YESTERDAY Theresa May caught everybody by surprise when she announced a snap election in June.

It was a surprise, not just because (in theory at least) we are now supposed to have a fixed-term parliament, with elections every five years, but because this is precisely what she said she wouldn’t be doing.

But it’s not hard to work out why she, or more probably her advisers, decided otherwise.

Because, despite the appearance of impregnability, Mrs May has a parliamentary majority of barely 20, and with more than that number of Tory MPs still reluctant to leave the EU, she could not have felt secure that her final Brexit package would get through.
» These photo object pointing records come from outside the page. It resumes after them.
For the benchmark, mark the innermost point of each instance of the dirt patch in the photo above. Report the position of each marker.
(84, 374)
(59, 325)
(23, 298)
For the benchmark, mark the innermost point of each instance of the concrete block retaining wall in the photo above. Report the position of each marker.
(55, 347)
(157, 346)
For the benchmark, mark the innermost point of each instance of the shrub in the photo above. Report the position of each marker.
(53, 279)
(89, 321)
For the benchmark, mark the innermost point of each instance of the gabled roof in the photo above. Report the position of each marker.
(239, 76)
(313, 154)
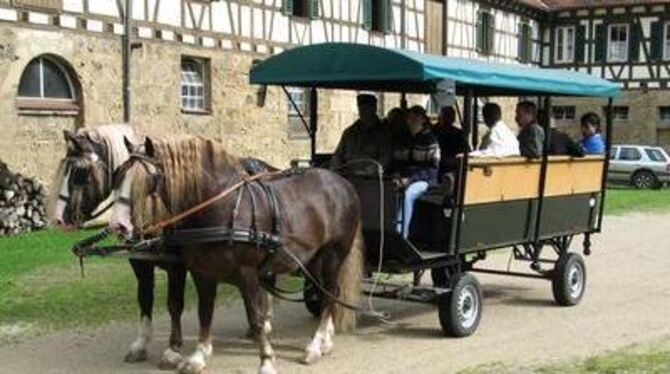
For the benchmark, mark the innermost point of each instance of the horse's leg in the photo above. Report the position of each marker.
(144, 273)
(206, 289)
(322, 343)
(256, 302)
(176, 284)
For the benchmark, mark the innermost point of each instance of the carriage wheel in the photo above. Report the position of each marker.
(312, 298)
(569, 280)
(460, 310)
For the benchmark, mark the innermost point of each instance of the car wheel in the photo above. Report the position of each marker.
(644, 180)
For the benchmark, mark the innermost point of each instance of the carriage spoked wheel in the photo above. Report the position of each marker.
(460, 310)
(312, 297)
(569, 279)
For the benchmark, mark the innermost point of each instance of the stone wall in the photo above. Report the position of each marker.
(32, 144)
(643, 125)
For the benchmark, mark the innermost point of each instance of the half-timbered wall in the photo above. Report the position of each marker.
(462, 31)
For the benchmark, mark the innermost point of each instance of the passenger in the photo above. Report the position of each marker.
(367, 139)
(592, 143)
(531, 136)
(450, 139)
(560, 143)
(499, 141)
(396, 119)
(416, 161)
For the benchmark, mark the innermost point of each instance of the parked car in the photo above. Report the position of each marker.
(642, 166)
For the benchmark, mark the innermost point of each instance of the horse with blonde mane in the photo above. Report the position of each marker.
(319, 221)
(81, 187)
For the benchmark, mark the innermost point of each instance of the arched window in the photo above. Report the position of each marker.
(47, 85)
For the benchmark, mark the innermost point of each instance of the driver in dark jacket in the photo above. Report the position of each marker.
(369, 138)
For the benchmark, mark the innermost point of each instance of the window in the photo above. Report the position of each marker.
(301, 8)
(563, 113)
(565, 44)
(664, 113)
(617, 45)
(485, 32)
(46, 84)
(378, 15)
(629, 154)
(655, 155)
(194, 85)
(42, 5)
(613, 153)
(296, 127)
(525, 42)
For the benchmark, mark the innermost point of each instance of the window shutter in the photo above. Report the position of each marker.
(287, 7)
(313, 9)
(634, 42)
(479, 33)
(580, 44)
(600, 43)
(367, 14)
(521, 49)
(490, 32)
(388, 16)
(656, 50)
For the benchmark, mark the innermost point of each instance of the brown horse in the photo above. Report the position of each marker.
(319, 220)
(82, 186)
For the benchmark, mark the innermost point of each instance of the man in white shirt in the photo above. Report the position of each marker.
(499, 141)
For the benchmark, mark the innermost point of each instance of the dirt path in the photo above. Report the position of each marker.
(627, 301)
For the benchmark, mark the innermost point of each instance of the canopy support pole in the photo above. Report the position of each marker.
(475, 126)
(608, 149)
(543, 169)
(313, 120)
(463, 171)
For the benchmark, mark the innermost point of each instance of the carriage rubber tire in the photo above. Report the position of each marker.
(644, 179)
(312, 298)
(439, 276)
(569, 279)
(460, 310)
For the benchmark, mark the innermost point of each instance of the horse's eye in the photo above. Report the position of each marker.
(80, 176)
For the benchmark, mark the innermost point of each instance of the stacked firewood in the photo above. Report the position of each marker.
(22, 203)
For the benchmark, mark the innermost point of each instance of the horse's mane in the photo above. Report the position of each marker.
(191, 165)
(112, 136)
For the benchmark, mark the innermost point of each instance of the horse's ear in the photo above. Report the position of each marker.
(129, 145)
(149, 147)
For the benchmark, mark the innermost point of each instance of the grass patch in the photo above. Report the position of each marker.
(652, 359)
(627, 200)
(41, 286)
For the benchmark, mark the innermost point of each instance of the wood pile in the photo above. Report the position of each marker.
(22, 203)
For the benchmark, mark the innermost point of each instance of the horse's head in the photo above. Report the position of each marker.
(139, 191)
(83, 179)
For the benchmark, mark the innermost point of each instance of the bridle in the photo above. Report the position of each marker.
(81, 178)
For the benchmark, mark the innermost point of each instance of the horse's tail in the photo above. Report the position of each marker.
(349, 284)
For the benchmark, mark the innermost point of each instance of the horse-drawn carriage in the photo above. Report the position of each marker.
(225, 225)
(495, 203)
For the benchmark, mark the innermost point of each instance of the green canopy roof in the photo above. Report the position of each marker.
(364, 67)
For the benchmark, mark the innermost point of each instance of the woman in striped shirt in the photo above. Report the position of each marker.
(415, 160)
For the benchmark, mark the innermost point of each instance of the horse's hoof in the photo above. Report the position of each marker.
(311, 356)
(170, 360)
(136, 356)
(267, 367)
(191, 367)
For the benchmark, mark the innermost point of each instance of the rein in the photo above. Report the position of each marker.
(205, 204)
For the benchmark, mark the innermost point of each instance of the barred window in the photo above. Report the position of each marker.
(194, 85)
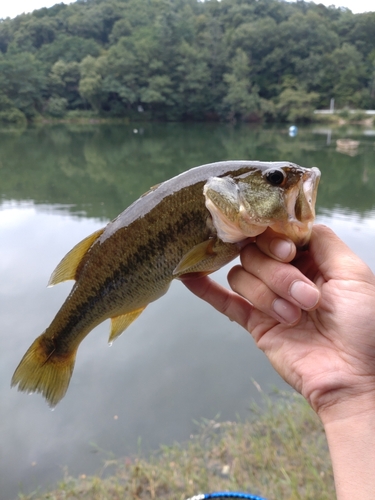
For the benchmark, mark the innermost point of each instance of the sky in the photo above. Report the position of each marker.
(12, 8)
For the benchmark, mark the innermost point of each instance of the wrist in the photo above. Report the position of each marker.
(350, 432)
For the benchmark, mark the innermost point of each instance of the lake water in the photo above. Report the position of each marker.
(181, 360)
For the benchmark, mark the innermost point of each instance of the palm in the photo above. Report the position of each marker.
(331, 348)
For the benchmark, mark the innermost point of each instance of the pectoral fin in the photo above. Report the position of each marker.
(206, 257)
(120, 323)
(67, 268)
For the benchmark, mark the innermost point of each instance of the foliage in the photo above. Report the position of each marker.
(280, 453)
(188, 59)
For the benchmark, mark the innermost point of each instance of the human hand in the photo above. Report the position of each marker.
(312, 318)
So, we’ll be having an election long before we know what sort of deal she has negotiated and voters will be asked to back an unknown final settlement.

Smart politics from her point of view but, perhaps not so for the rest of us.
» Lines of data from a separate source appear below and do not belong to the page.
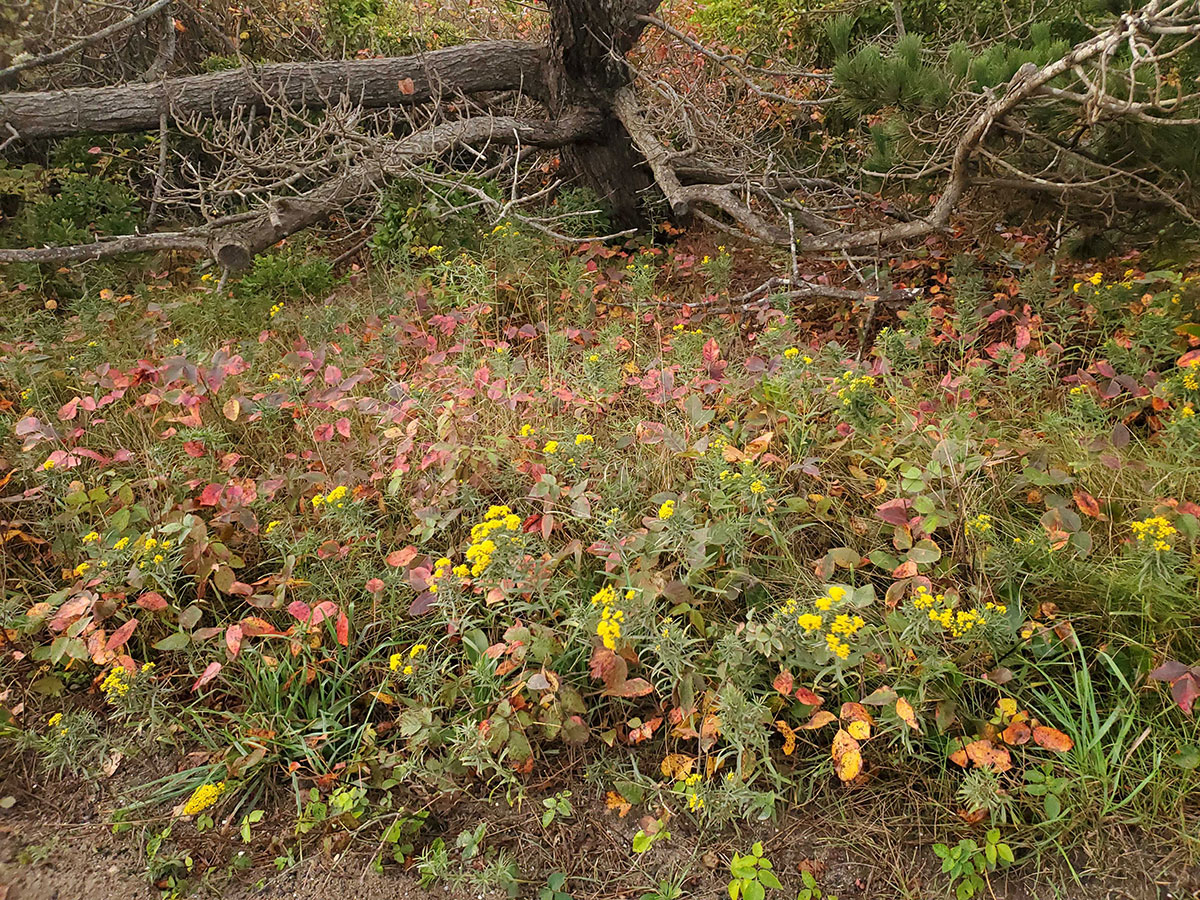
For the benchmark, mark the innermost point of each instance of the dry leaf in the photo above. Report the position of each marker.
(615, 801)
(907, 714)
(677, 766)
(1053, 739)
(988, 756)
(820, 719)
(847, 756)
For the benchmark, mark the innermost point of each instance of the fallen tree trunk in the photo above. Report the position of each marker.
(471, 69)
(237, 245)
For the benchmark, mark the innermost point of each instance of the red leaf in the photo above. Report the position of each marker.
(207, 676)
(894, 511)
(299, 609)
(399, 558)
(1170, 671)
(233, 640)
(121, 635)
(255, 627)
(211, 495)
(635, 688)
(809, 697)
(1087, 504)
(1186, 691)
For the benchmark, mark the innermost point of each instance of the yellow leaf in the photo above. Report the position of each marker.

Of course, it could not have escaped her notice that with her poll lead over Labour well into double figures, and a Labour Party still at war with itself, her chances of substantially increasing her majority, and leaving Labour much weaker, are pretty high.

And there’s another bonus for the Tories. The 20 odd Tory MPs being investigated for fiddling their election finances last time round will, probably now not face prosecution.

There is one tiny piece of good news in today’s announcement for Labour.

Mrs May’s snap election will be fought on the old constituency boundaries; the new ones were, by some calculations, going to cost Labour an additional 30 to 40 seats.

Based on today’s polls Mrs May is set to win a handsome victory in June but, as we have all learnt to our cost, in these turbulent times only predictions about the past are reliable.

  • Ivor Gaber is Professor of Journalism at the University of Sussex and a former political correspondent at Westminster.